Facebook open-sources tool to find Android app security flaws

Facebook today open-sourced a static analysis tool its software and security engineers use internally to find potentially dangerous security and privacy flaws in the company’s Android and Java applications.

This security-focused tool, dubbed Mariana Trench (MT), can analyze large codebases of tens of millions of lines of code to spot vulnerabilities before they’re introduced in the codebase.

Facebook revealed that its engineers found more than 50% of all security bugs across the company’s apps using automated tools similar to Mariana Trench.

How it works 

Mariana Trench works by analyzing the information flow from “sources” (user sensitive data such as passwords or locations) to “sinks” (functions or methods using data originating from sources).

Mariana Trench is specifically designed to automatically discover such issues, which, in most cases, could lead to severe privacy and security bugs.

“By default Mariana Trench analyzes dalvik bytecode and can work with or without access to the source code,” Facebook explains on the tool’s documentation website.

“A flow from sources to sinks indicate that for example user passwords may get logged into a file, which is not desirable and is called as an ‘issue’ under the context of Mariana Trench,” Facebook Software Engineer Dominik Gabi said.

Developers and engineers can use the tool to focus on specific security and privacy issues by adjusting and training it by adding new rules and model generators so that it homes in on the areas sensitive data shouldn’t end up. 

The latest of our static analysis tools – Mariana Trench. It’s open source and designed to detect and prevent security bugs in #Android and #Java applications, more here: https://t.co/1HNlvVghGJ https://t.co/prOnVDpnDi

— Facebook Security (@fbsecurity) September 29, 2021

Third code analysis tool open-sourced since 2019

The company previously released two other static code analysis tools designed to detect and prevent security issues for Python code (Pysa) and Hack code (Zoncolan).

You can find the Mariana Trench code analysis tool on GitHub and its own dedicated website, a binary distribution on PyPI, and a short tutorial to help get started.

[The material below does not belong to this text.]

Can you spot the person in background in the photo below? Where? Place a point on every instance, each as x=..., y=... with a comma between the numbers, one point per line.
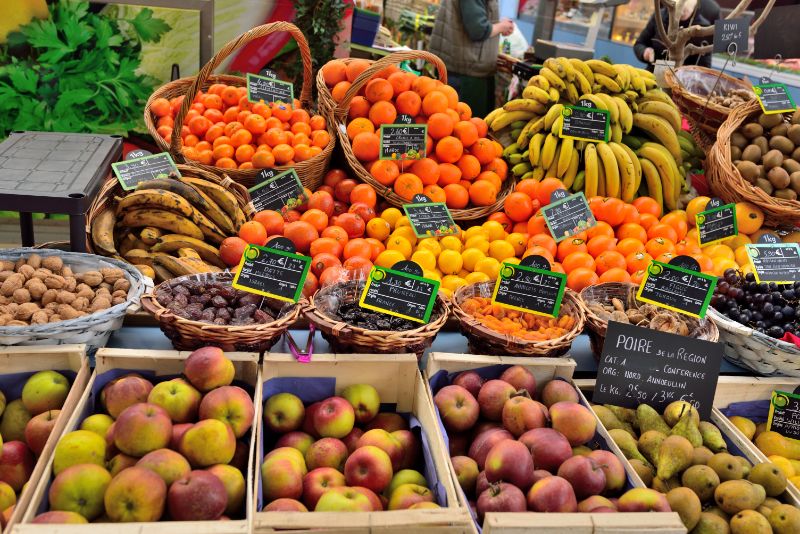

‘We built MT to focus particularly on Android applications. There are differences in patching and ensuring the adoption of code updates between mobile and web applications, so they require different approaches,” Gabi added.

“While server-side code can be updated almost instantaneously for web apps, mitigating a security bug in an Android application relies on each user updating the application on the device they own in a timely way.

“This makes it that much more important for any app developer to put systems in place to help prevent vulnerabilities from making it into mobile releases, whenever possible.”